Q: How should professors deal with plagiarism?

A: We need to put more effort into designing effective writing assignments that deter plagiarism. When students plagiarize, they’re not putting in the work, and as a result, they aren’t learning. So, my biggest concern about plagiarism is that it’s an indicator of teaching ineffectiveness. It turns out that the writing assignments that deter plagiarism also are more effective teaching practices, and there’s a lot that we can do in our design of writing assignments to make it easier for students to not plagiarize. Also, if a course has a substantial writing component, it’s worth our time to actually teach a lesson about how to conduct honest scholarship.

That said, no matter what we do, we will always have some degree of plagiarism. We should have unambiguous consequences specified in our syllabi and follow them, as well as meet university reporting requirements (even though this rarely happens). Beyond making sure that intentional misconduct has appropriate consequences, the most helpful response is to reflect, “How could I have designed this assignment to help more students do the work and learn more?” This might not have stopped the situation you’re dealing with, but it can help students in the future.

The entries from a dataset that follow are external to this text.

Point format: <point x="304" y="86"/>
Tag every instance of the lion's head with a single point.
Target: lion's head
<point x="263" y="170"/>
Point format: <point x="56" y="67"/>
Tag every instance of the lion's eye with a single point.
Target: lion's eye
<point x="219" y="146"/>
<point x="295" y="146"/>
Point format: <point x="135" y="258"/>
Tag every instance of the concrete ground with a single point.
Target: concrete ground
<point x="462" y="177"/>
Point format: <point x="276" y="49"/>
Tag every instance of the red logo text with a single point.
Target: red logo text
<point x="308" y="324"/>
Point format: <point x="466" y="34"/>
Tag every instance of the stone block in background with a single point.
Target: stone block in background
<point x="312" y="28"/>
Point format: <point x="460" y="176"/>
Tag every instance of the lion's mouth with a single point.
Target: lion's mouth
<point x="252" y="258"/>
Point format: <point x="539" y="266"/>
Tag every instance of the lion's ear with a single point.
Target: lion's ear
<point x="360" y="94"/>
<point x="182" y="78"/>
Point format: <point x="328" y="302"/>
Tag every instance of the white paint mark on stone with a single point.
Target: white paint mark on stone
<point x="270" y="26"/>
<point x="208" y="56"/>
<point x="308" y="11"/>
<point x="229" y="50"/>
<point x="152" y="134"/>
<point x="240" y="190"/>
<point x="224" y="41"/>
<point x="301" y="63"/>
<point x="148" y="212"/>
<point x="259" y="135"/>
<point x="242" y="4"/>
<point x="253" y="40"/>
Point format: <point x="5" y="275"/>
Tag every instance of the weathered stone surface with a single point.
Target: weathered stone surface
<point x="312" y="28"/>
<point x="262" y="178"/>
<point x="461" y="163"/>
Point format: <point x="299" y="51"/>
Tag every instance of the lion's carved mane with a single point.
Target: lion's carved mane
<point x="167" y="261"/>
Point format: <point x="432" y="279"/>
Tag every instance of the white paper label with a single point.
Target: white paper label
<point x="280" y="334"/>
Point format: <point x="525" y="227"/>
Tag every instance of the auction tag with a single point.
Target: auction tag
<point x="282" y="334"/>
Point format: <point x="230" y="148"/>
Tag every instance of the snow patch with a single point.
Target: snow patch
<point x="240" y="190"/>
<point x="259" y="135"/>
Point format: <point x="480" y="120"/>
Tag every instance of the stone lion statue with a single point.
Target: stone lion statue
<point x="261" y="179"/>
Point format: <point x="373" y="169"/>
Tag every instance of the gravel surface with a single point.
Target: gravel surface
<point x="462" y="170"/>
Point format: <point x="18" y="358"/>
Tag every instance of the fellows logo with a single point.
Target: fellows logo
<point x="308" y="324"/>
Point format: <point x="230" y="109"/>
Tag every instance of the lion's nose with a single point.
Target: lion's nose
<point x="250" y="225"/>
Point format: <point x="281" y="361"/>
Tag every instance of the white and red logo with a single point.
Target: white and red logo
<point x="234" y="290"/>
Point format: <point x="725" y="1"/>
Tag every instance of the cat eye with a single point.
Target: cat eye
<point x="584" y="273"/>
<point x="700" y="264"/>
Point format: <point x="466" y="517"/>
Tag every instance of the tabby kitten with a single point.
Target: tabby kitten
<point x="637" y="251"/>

Q: You advocate for active learning. How is this done at large universities where many professors have large classes?

A: There are so many ways to do active learning in huge lecture halls! It’s very common to ask students to solve problems in class, to use clickers and have students work with their neighbors. You can simply ask students to discuss problem sets, or show a short reading or video, and ask students to create a concept map of the ideas. Those are all forms of active learning, and they can make a difference. Some folks have gotten the idea that “active learning” is some kind of ideal that can only exist in classrooms with round tables with fancy computer setups and time-intensive approaches to “flipping.” The reality is that most of us are already doing some form of active learning, and if we are more intentional about it in our everyday teaching, then we can make in-person lessons more impactful without worrying about labels.

Q: You raise the possibility that courses may not need exams. Why? Why might a professor prefer to keep exams?

A: I think most professors keep using exams for three reasons. 1. Exams are an extrinsic motivator to get students to study. 2. We use exams to calculate grades, which are supposed to reflect student learning. 3. Practicality. We’re used to doing things this way, and most of us teach in environments where high-stakes exams are expected.

They’re all practical motivations, but they’re not helping our students learn. While exams are a form of extrinsic motivation, there’s plenty of evidence that high-stakes testing increases stress and anxiety that disrupts the learning process, and exams do not motivate learning throughout the semester. We would do well to spend more time attempting to increase intrinsic motivation and use extrinsic motivators that are more helpful to students. While we use exam scores as a proxy for student learning, it’s also abundantly clear that student performance on high-stakes exams is typically an indicator of academic savvy more than genuine learning. Ultimately, I understand why so many of us use the two-midterms-and-a-final approach to assessment for the course grade. It handily compartmentalizes grading into a chore that we can manage a few times per semester. I think our experience with pandemic teaching has highlighted the problems with high-stakes testing and has given us an opportunity to see how students can benefit when we switch to approaches that are more effective and not necessarily more work on our part.